Wild card: You can stream your entire library wherever you go.
Bottom line: The stream quality is impossible to differentiate from cable. The buffering issues that plague competitors don’t occur. Channels load in a few seconds. With included channels such as NBC Sports, CBS Sports, NBA TV, the YES Network, Golf Network and The Tennis Channel, it’s the preferred pick for hardcore sports buffs.
Entry-level package per month: $40
Rating: 4 out of 5 stars
The Final Tally
All of them offer some form of a free trial, so be sure to give them a thorough test drive. Rather than sign up simultaneously, it’s best to try them over the course of 4-6 weeks, making notes about what worked and what didn’t, then make a final decision about your subscription.
You can choose one of the aforementioned providers and customize, adding channels (at a price) as you go.

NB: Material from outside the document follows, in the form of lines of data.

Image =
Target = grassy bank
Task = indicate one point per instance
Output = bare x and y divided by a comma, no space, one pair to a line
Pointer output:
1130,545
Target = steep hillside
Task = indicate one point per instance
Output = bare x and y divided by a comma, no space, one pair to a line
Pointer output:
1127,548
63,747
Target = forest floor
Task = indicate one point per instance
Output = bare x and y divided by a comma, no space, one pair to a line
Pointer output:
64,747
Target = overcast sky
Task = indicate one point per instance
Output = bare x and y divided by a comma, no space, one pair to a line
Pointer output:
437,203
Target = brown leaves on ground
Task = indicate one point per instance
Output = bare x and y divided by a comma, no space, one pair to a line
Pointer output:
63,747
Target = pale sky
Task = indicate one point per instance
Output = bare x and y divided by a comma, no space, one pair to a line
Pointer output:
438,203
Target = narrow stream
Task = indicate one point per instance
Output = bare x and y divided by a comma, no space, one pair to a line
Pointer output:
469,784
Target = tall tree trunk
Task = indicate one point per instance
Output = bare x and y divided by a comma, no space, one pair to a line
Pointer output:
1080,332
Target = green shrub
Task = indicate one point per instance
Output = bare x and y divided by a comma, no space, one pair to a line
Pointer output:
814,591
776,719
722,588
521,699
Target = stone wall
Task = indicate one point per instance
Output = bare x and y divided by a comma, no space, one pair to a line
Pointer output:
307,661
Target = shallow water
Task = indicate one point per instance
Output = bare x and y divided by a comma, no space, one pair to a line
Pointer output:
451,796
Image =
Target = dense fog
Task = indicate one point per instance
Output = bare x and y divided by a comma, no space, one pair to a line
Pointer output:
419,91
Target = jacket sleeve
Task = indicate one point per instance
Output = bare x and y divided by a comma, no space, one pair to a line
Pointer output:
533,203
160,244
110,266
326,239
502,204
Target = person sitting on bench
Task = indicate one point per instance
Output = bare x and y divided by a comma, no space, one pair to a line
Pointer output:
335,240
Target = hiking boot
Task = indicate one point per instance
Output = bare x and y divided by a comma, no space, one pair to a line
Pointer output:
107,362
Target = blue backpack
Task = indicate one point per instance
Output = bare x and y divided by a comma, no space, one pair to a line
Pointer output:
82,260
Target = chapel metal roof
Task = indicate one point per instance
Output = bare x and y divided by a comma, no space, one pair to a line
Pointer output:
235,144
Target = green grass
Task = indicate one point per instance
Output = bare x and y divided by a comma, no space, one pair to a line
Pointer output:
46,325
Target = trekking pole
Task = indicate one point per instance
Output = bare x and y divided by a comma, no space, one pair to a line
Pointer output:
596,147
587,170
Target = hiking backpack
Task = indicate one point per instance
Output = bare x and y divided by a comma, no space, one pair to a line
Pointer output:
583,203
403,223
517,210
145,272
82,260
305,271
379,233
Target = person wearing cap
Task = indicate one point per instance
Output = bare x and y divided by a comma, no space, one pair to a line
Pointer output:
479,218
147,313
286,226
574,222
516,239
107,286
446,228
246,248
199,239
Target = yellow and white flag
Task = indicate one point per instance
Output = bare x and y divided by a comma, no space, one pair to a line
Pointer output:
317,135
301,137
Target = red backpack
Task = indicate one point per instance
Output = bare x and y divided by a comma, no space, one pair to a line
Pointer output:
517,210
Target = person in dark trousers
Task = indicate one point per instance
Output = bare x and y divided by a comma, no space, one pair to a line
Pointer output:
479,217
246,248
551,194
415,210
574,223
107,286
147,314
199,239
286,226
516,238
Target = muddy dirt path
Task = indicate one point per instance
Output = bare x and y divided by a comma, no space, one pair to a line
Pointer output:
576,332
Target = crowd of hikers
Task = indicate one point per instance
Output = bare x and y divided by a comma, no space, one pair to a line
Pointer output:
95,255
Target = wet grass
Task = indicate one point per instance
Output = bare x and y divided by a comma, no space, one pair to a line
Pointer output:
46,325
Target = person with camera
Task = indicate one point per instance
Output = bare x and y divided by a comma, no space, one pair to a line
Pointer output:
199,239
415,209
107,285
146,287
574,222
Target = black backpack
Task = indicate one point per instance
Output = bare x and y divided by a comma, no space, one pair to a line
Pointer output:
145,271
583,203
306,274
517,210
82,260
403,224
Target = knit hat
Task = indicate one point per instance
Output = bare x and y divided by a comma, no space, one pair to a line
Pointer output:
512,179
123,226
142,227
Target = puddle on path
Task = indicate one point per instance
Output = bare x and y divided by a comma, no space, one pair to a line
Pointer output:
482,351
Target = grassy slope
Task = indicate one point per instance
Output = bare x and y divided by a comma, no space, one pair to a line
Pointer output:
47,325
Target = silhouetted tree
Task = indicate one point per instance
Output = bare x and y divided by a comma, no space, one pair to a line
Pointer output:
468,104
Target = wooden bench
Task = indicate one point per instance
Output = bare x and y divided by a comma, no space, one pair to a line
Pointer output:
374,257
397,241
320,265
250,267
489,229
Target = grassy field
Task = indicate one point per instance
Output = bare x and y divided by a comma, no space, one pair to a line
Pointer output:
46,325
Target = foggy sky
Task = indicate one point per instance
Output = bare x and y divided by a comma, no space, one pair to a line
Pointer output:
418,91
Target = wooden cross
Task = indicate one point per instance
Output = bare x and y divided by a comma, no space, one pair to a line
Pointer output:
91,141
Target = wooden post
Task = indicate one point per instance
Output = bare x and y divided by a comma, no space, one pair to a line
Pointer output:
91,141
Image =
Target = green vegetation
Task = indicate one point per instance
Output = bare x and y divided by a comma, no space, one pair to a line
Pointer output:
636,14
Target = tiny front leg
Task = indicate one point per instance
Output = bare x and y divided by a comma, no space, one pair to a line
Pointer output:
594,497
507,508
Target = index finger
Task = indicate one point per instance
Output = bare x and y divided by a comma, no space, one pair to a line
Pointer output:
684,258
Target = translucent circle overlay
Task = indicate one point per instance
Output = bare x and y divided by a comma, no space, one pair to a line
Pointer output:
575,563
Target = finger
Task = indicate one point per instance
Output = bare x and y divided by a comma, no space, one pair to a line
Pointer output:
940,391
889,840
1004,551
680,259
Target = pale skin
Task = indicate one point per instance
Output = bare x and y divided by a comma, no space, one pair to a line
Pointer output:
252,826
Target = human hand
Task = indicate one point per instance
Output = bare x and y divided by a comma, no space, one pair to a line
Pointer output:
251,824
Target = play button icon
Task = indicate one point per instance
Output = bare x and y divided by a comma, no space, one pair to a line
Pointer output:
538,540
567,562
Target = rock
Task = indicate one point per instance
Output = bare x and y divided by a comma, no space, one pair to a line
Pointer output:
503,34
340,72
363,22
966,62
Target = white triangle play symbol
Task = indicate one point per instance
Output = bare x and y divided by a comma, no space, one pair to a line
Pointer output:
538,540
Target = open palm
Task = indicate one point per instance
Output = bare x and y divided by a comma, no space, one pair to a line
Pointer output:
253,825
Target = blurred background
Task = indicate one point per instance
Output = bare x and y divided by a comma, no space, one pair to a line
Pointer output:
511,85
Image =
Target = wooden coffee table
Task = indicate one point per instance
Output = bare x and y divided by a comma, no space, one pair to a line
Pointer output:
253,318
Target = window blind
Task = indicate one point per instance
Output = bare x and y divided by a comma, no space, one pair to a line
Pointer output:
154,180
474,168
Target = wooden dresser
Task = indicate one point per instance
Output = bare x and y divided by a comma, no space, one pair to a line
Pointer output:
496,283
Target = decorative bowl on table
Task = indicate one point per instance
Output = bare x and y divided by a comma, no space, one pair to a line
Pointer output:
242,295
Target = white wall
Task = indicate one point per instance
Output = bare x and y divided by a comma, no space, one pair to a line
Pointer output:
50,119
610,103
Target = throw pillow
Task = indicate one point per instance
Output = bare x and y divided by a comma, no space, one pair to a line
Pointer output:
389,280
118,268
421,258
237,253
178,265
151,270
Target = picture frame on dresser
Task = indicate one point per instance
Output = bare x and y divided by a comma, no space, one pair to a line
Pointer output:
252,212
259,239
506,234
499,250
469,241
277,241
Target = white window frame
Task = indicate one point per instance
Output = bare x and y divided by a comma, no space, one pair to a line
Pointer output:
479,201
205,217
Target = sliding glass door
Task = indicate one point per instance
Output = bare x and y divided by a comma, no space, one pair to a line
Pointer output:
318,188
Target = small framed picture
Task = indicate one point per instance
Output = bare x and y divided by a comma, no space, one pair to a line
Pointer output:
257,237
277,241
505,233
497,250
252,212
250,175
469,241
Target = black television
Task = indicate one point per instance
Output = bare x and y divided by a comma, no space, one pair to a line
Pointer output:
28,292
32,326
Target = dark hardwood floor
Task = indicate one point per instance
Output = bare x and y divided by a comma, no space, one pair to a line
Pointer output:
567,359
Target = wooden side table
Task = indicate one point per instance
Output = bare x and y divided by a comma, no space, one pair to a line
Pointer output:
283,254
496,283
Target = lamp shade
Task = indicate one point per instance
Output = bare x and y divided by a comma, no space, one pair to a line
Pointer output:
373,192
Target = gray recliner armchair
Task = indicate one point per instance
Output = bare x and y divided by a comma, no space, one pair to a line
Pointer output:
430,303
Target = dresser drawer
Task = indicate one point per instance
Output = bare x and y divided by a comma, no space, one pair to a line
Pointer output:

Or consider creating your own “magic formula,” blending a variety of services at different pricing tiers. Right now the combination of Hulu, PlayStation Vue, Netflix and Amazon Prime (which my household gets through our free shipping membership) is delivering more content than our family of four can consume.
Ready to save between $50-$100 a month while sending a message to your cable or satellite provider? All you need is an Internet signal, and a streaming player such as Roku or Amazon Fire TV, Apple TV, or a smart TV.